Friday, February 19, 2021

Flight

Written at the time of the film's touch-down...
 
Flying Inverted
or
Cracking the Whip


It's been years since Robert Zemeckis made a live-action film (the last being Cast Away, all the way back in 2000, the time being taken up with his three motion capture animated films) and this one, Flight, is an interesting choice, quite unlike anything the director has done, but falling in line with his other films about people being left up in the air about fundamental choices in their lives.  

Captain Whip Whittaker (Denzel Washington) is a pilot on cruise-control. Unfortunately, it's a path that will ultimately crash and burn. An alcoholic and coke-head, he'll do a layover with a stew (in this instance, Nadine Velazquez), get wasted, and then to get himself #1 on the runway will do a line, so he can do the "pilot walk" to the cabin—all confidence and casualness for the launching of "souls" into the wild-blue yonder.

Even before he takes off, Whip is flying. But his nonchalance and bon homie gets him through, even through a difficult take-off through low turbulence. He pushes the plane, but clears the clouds early and restores order to the flight, then settles back to cadge some booze samples, smuggle them into his orange juice and catch some sleep. He wakes up just in time for a crisis: the plane bangs, then goes into a steep dive that terrifies the passengers and crew (and me) and merely gives Whip a much needed shot of adrenaline. The only way he can take the plane from pile-driving into the ground is to bank it until he's flying upside down, then skimming the Earth until he can find a clear place to land, then cork-screw right side up and ditching for a landing.
Six people die, two on the crew.  Whittaker wakes up in the hospital with torn ligaments in his knees, lacerations around his eye and no idea how he got there.  First visitor is the pilot's union rep (Bruce Greenwood), then the NTSB who are all "just the facts" and deferential. Next is Whip's "connection" (John Goodman), a Dr. Feelgood who waltzes in (to the tune of the Stones' "Sympathy for the Devil;" Whip's is "Feelin' Alright"), tells Whip he's a hero, that reporters are hunting him, and criticizes the doctors' choice in pain-killers: "Amateur night!" All Whip can think about is getting out, but it's not as simple as that. He's under investigation for the crash (his simple response is "it was a broken plane"), has been lawyered up with an attorney (Don Cheadle) who doesn't like him, thinks he's a creep, but is going to do his job, and on top of it all, Whittaker must deal with a pissed-off ex-wife and a son who doesn't know him, and has no intentions to.
In the hospital, he meets Nicole (Kelly Reilly, you'll remember her as Dr.

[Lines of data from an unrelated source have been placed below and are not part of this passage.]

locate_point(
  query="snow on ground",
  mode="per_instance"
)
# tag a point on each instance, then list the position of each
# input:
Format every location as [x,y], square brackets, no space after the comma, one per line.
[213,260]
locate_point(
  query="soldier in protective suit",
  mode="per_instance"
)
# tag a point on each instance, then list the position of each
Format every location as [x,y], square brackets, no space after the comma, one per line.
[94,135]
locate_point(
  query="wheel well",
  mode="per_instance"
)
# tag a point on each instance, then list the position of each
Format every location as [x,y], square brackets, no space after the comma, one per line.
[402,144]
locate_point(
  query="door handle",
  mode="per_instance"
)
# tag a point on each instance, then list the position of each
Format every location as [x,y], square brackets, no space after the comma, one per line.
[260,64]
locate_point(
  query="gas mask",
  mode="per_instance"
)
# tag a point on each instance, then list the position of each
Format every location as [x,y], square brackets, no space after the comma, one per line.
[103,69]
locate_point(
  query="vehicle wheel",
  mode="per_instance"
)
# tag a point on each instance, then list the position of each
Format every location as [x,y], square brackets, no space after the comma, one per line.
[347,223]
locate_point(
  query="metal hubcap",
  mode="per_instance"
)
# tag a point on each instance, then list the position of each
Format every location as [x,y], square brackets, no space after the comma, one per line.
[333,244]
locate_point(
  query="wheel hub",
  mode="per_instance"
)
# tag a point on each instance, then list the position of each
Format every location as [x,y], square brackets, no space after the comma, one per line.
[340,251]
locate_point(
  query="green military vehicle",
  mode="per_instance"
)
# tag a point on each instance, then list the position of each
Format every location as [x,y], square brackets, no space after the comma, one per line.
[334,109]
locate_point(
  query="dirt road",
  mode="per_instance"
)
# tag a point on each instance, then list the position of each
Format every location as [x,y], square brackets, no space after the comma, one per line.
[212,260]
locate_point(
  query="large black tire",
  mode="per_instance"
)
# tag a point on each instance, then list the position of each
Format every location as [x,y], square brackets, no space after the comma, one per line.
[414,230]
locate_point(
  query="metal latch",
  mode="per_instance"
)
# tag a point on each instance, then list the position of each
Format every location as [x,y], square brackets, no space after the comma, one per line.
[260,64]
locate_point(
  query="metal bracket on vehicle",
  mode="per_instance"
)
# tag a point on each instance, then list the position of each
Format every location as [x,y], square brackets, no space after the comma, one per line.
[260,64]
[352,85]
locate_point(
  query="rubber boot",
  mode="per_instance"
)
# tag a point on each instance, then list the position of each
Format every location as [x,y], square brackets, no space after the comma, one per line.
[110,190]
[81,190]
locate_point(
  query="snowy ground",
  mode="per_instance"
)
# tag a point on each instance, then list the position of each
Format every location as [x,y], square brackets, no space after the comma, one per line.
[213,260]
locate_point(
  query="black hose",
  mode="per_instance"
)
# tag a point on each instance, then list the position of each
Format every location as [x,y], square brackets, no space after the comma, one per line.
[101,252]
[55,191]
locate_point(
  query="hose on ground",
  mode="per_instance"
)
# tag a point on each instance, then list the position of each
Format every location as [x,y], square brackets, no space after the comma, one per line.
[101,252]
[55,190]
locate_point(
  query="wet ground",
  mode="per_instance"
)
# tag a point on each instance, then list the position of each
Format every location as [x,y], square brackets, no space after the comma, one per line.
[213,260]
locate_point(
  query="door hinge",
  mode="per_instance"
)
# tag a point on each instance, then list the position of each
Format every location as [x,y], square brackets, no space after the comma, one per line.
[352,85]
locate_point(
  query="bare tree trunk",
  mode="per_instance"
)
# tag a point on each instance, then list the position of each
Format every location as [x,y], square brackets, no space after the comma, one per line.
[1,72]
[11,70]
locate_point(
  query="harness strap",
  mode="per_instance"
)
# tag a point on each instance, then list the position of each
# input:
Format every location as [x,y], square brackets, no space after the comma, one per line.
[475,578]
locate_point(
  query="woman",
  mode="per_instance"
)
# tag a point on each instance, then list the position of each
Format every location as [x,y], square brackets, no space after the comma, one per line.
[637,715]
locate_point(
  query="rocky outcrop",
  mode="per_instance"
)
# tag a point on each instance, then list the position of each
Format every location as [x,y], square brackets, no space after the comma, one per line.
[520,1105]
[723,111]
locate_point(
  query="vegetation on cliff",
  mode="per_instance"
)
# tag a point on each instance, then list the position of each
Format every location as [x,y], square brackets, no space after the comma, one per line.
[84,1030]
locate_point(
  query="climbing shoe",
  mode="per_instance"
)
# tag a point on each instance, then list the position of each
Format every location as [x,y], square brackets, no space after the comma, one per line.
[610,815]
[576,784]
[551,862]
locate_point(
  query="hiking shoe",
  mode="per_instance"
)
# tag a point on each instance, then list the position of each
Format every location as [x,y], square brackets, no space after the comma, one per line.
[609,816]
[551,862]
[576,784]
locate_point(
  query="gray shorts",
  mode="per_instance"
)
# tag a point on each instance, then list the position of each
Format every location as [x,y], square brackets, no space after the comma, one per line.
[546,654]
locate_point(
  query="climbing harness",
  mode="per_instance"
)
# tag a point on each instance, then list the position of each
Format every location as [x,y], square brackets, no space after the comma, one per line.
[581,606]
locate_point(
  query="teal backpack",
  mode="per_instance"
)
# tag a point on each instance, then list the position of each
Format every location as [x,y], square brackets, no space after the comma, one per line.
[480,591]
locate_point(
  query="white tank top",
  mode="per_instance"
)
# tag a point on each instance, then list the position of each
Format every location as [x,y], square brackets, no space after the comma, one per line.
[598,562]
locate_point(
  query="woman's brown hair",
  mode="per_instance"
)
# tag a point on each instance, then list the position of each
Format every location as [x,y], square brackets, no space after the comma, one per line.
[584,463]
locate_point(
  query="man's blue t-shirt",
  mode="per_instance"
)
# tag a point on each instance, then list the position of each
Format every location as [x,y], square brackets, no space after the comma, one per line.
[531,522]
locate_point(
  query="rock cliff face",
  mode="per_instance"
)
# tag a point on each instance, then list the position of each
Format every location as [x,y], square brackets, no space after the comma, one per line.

Watson's wife in the Robert Downey, Jr. Sherlock Holmes movies), who's recovering from an overdose and not in a good way.  Whip is attracted—she's female and weak, which seem to be all that's required—and he whisks her away to his family's small farm and failed crop-dusting business in rural Georgia.  He's already ditched all the alcohol, but after a couple days, he's back in the bag, drinking himself into oblivion while Nicole goes to AA meetings.  Whip visits, too, but when things get personal, he takes off.
Washington is brilliant in all of this, showing both the pilot's strengths and pitiful weaknesses. His scenes of bleary drunkenness feel real and incomprehensible, and one watches his constant crashing after attempts to bring himself up are painful to watch. The balance of the film is Whip's cart-wheeling from sober to sloshed, his best instincts superseded by his addictions—a man in constant denial, addicted to lying (and pulling himself out of a crisis) and risk-taking as much as to the hooch. It's a rough ride to be a part of and even observe, Whittaker constantly pulling himself out of his dives, then going into another tailspin, and you just know the only time he'll level off is when he crashes.  The parallels between flight and addiction are obvious (how far can you push yourself before everything breaks and if you survive, how much further can you push?) and audiences who gripe about all the action being in the first 20 minutes, may not realize that they're watching a parallel course throughout the rest of the movie, only far more personal, and maybe (hopefully) not as relatable.  
It is a tough, emotional roller-coaster to be a part of, but everything is of a piece. At one point, Cheadle's lawyer puts it succinctly: "Death demands responsibility," and responsibility is one thing Whittaker has never known. The old Irwin Allen disaster movie posters used to scream "Who Will Survive?" The same applies here, even if the audience-grabbing disaster only occurs at the beginning, and we white-knuckle it to see who'll surface from the rubble. This is a smart, troubling, painful movie to watch. But, you can't turn away, either in horror or fascination.

Whip Whittaker's sobering flight is just the first leg on the itinerary.